Pinhao is quiet, relaxed and not too touristy. Well not in September anyway. The sleepy town has a small selection of coffee shops, bakeries, restaurants and shops. So there’s plenty of places to browse, drink and eat when you’re not sampling the area’s finest Port Wine. There are even two or three wineries within the town itself so you don’t have to go far!
We loved how Pinhao takes the siesta tradition very seriously. The town almost fully shuts down for a few hours in the afternoon, leaving clueless travellers like us wandering the streets while trying to find somewhere open to eat. Thankfully there’s a relaxing promenade by the Douro River where we killed some time until the siesta was over.
Getting Around the Douro Valley & Pinhao
Aside from the obvious boat trips up and down the Douro River, there are other ways to explore the area.
Hiring a car is the best way to get around the Douro Valley. It gives you the freedom to visit any of the regions wineries and lookout points. There are several themed routes, such as the olive oil route and the Cisterian route. You can follow these mapped routes or mix and match the highlights to suit yourselves. Then there’s the N222 between Pinhao and Regua, voted the World’s Best Drive in 2015!
If you’re staying at one of the quintas (wine estates) in the area, they’ll most likely have bikes for rent. They’ll be able to suggest suitable routes or include a bike tour as part of their package. Otherwise, you can easily find a tour company in Pinhao which caters to cyclists with or without their own bikes.
There are plenty of walking trails within the Douro Valley, many of which are planned and marked out by the local councils, others provided by the wine estates themselves. Ask at the local tourist information office for route leaflets.
Our Pinhao Guesthouse Recommendation
We booked a stunner of a guest house situated about 10 minutes by taxi up the mountain from Pinhao. We don’t always recommend our choice of accommodation but we cannot write this post without mentioning Casa do Visconde de Chanceleiros.
The stately Manor House perched on the mountain side is absolutely charming. The main house and other guest buildings offer some of the best vistas in the region. It’s worth paying extra for a room with a balcony view. We were very lucky to get a free room upgrade!
If you’re looking for pure relaxation then there is no need to leave this guesthouse
Casa do Visconde de Chanceleiros oozes calm and comfort with peaceful seating areas scattered all over the large landscaped garden. You can take your complimentary bottle of port wine to the pool or jacuzzi. Both of which overlook the never ending rolling mountains. There’s even a sauna inside a giant wine barrel!

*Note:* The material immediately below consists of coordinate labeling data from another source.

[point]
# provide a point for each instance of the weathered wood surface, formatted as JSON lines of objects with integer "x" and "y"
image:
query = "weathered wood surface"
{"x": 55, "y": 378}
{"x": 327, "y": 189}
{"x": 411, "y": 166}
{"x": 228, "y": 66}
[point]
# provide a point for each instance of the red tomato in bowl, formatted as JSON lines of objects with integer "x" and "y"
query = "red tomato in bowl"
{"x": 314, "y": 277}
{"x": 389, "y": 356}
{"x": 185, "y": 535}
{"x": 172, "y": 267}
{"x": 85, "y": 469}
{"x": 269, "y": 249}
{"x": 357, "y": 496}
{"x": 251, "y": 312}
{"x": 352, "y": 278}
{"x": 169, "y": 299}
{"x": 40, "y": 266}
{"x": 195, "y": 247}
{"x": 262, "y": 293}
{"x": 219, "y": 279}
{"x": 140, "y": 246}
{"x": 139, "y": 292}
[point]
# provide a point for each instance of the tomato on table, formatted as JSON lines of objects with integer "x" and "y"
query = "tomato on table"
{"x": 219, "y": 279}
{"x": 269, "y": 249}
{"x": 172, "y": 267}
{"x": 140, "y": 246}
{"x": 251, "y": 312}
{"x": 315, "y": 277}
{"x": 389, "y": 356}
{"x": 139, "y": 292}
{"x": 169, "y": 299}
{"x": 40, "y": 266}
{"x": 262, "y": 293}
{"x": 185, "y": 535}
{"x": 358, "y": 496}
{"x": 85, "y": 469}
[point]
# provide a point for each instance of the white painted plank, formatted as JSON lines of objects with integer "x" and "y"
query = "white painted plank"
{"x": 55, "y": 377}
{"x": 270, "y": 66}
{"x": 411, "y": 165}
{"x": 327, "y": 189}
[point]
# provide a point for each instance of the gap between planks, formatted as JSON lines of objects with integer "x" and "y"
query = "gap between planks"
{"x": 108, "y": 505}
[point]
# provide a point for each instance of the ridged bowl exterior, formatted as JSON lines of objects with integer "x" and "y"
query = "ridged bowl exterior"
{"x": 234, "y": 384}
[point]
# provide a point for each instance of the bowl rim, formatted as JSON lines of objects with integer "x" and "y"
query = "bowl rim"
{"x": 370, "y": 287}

The highlight for us was the amazing evening meals cooked in the main house open kitchen. Each night they serve a delicious three-course set meal with three accompanying ports and wines. All guests eat at the same time so it’s a great opportunity to talk with other travellers. If you still need even more wine or any other drinks for that matter, then you can help yourself to the unlimited self-serve bar. Everything you drink at the bar is managed by an honesty system tab which you pay for when checking out.
Casa do Visconde de Chanceleiros in Pinhao really did make our Douro Valley experience special. Together with the area’s fantastic port wine and astounding Douro River views, it has to be on everyone’s list of places to visit in Portugal.